Skip to main content

cusparseCbsrilu02_analysis

Function cusparseCbsrilu02_analysis 

Source
pub unsafe extern "C" fn cusparseCbsrilu02_analysis(
    handle: cusparseHandle_t,
    dirA: cusparseDirection_t,
    mb: c_int,
    nnzb: c_int,
    descrA: cusparseMatDescr_t,
    bsrSortedVal: *mut cuComplex,
    bsrSortedRowPtr: *const c_int,
    bsrSortedColInd: *const c_int,
    blockDim: c_int,
    info: bsrilu02Info_t,
    policy: cusparseSolvePolicy_t,
    pBuffer: *mut c_void,
) -> cusparseStatus_t
Expand description

This function performs the analysis phase of the incomplete-LU factorization with 0 fill-in and no pivoting.

$A \approx LU$

A is an (mb*blockDim)×(mb*blockDim) sparse matrix that is defined in BSR storage format by the three arrays bsrValA, bsrRowPtrA, and bsrColIndA. The block in BSR format is of size blockDim*blockDim, stored as column-major or row-major as determined by parameter dirA, which is either cusparseDirection_t::CUSPARSE_DIRECTION_COLUMN or cusparseDirection_t::CUSPARSE_DIRECTION_ROW. The matrix type must be cusparseMatrixType_t::CUSPARSE_MATRIX_TYPE_GENERAL, and the fill mode and diagonal type are ignored.

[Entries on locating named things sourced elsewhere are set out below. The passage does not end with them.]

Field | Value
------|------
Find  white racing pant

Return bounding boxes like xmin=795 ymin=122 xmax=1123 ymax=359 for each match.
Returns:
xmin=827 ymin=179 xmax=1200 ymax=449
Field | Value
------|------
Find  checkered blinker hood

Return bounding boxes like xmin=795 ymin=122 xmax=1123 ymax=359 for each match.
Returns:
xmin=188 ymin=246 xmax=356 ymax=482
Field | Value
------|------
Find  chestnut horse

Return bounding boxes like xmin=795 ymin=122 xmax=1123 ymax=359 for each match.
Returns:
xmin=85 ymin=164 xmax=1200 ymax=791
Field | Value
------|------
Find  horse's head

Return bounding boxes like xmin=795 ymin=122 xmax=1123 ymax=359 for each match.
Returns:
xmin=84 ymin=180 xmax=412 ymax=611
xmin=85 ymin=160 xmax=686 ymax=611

This function requires a buffer size returned by bsrilu02_bufferSize(). The address of pBuffer must be multiple of 128 bytes. If it is not, cusparseStatus_t::CUSPARSE_STATUS_INVALID_VALUE is returned.

Function bsrilu02_analysis() reports a structural zero and computes level information stored in the opaque structure info. The level information can extract more parallelism during incomplete LU factorization. However bsrilu02() can be done without level information. To disable level information, the user needs to specify the parameter policy of bsrilu02[_analysis| ] as cusparseSolvePolicy_t::CUSPARSE_SOLVE_POLICY_NO_LEVEL.

Function bsrilu02_analysis() always reports the first structural zero, even with parameter policy is cusparseSolvePolicy_t::CUSPARSE_SOLVE_POLICY_NO_LEVEL. The user must call cusparseXbsrilu02_zeroPivot to know where the structural zero is.

It is the user’s choice whether to call bsrilu02() if bsrilu02_analysis() reports a structural zero. In this case, the user can still call bsrilu02(), which will return a numerical zero at the same position as the structural zero. However the result is meaningless.

  • This function requires temporary extra storage that is allocated internally.
  • The routine supports asynchronous execution if the Stream Ordered Memory Allocator is available.
  • The routine supports CUDA graph capture if the Stream Ordered Memory Allocator is available.